しかも、多くの国民から共感を集める敬宮殿下もご一緒だったので、人々の関心はさらに高まった。
この日のご観戦は、昨年、創立100年を迎えた東京六大学野球連盟が宮内庁を介してお出ましをお願いし、陛下のお気持ちによって実現した。
陛下と殿下がお姿を現される前、両チームの選手が帽子をぬいでグラウンドに整列し、スタンドに詰めかけた2万9500人の大観衆も起立してお待ちした。お二方がバックネット側の貴賓室にお入りになると、球場全体がどよめき、大きな歓声と拍手に包まれた。
試合終盤の9回表、早稲田の選手が後方への難しいフライを見事に捕球した場面では、敬宮殿下が「やっぱりファインプレーが出ると、(試合の)流れが変わりますね」と称賛された。
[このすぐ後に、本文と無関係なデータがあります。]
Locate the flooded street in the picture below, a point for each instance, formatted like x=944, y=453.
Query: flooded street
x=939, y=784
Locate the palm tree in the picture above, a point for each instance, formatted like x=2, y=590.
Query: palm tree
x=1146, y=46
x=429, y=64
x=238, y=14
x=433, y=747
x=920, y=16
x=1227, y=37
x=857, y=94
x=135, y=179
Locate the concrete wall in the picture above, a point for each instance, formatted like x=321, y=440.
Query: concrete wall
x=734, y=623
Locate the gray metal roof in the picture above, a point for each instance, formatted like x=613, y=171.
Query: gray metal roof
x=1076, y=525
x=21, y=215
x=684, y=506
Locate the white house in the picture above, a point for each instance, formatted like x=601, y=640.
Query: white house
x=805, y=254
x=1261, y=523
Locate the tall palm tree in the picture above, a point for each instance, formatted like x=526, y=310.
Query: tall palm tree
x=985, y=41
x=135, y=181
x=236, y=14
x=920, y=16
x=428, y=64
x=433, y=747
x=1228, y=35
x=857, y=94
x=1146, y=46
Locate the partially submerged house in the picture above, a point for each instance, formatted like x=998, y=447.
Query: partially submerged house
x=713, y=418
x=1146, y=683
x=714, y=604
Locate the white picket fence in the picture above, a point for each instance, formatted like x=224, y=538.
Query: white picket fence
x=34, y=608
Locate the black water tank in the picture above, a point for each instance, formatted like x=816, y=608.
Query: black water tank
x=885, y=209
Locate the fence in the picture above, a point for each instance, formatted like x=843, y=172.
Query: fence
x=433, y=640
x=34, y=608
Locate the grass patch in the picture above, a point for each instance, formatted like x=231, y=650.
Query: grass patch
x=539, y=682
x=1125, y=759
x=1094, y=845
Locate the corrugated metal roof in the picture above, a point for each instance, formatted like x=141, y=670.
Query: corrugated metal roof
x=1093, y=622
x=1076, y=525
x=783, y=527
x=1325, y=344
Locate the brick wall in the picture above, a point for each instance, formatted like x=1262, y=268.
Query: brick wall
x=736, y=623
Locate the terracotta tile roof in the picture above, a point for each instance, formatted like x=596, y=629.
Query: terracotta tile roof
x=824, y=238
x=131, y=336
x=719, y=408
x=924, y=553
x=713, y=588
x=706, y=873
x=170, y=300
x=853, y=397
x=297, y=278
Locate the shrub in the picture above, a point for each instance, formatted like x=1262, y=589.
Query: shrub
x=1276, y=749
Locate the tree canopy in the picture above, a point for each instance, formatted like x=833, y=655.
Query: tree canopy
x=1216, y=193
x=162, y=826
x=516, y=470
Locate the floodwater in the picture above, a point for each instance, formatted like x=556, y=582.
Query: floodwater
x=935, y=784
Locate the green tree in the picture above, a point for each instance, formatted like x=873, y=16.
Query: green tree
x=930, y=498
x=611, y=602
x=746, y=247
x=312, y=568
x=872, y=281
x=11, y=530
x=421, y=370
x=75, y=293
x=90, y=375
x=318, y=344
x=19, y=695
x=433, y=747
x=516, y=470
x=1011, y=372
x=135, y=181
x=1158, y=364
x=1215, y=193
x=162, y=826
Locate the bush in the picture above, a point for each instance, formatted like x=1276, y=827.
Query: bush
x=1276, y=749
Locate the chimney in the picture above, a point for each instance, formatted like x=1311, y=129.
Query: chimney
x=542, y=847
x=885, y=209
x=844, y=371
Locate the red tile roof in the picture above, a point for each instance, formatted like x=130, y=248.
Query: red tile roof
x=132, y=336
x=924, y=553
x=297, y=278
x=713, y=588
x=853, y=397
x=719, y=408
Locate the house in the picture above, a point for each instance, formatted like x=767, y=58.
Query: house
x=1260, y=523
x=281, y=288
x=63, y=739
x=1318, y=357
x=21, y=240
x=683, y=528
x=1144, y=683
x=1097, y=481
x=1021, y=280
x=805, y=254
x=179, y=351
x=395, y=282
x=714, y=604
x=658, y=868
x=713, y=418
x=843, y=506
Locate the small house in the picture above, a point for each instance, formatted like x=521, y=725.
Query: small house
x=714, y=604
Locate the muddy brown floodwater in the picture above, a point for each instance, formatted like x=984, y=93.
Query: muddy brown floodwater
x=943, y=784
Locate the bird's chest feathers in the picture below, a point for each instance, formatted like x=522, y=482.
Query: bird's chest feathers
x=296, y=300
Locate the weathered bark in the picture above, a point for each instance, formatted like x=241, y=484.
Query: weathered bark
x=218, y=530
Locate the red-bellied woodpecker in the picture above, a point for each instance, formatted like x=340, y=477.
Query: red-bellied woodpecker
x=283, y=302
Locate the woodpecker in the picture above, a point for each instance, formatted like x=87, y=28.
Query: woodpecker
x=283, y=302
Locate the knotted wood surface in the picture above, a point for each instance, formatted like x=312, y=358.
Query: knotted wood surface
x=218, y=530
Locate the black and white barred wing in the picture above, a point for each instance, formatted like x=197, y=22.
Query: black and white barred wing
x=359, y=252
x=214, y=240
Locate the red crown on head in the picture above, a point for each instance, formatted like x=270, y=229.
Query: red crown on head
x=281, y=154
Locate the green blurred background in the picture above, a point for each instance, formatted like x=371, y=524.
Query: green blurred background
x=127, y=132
この日、お二方が心を通わせ合って国民に寄り添って下さるお姿を拝し、球場に行っていない多くの国民もひとしく、天皇陛下のお気持ちを誰よりも受け継いでおられるのは直系の皇女、敬宮殿下以外にいらっしゃらないことを改めて実感したのではないだろうか。
国会では「女性天皇」をあらかじめ除外
近年の各種の世論調査では、今の皇室典範で否認されている「女性天皇」に賛成する割合が、つねに6割〜9割という高さだ。それは、天皇陛下が体現しておられる皇室の大切な精神がしっかりと次代に受け継がれる未来を、敬宮殿下に期待する気持ちの表れでもあるだろう。
憲法が定める「国民統合の象徴」の地位が「世襲」とされている仕組みも、こうした健全な国民感情に根拠を持たなければ、安定した制度にはならないはずだ。
ところが今、皇室典範の改正をめぐって政府と国会が取り組もうとしている中身は、多くの国民の願いとはかけ離れものになっている。「女性天皇」というテーマがあらかじめ除外されていた。これはいったいどうしたことか。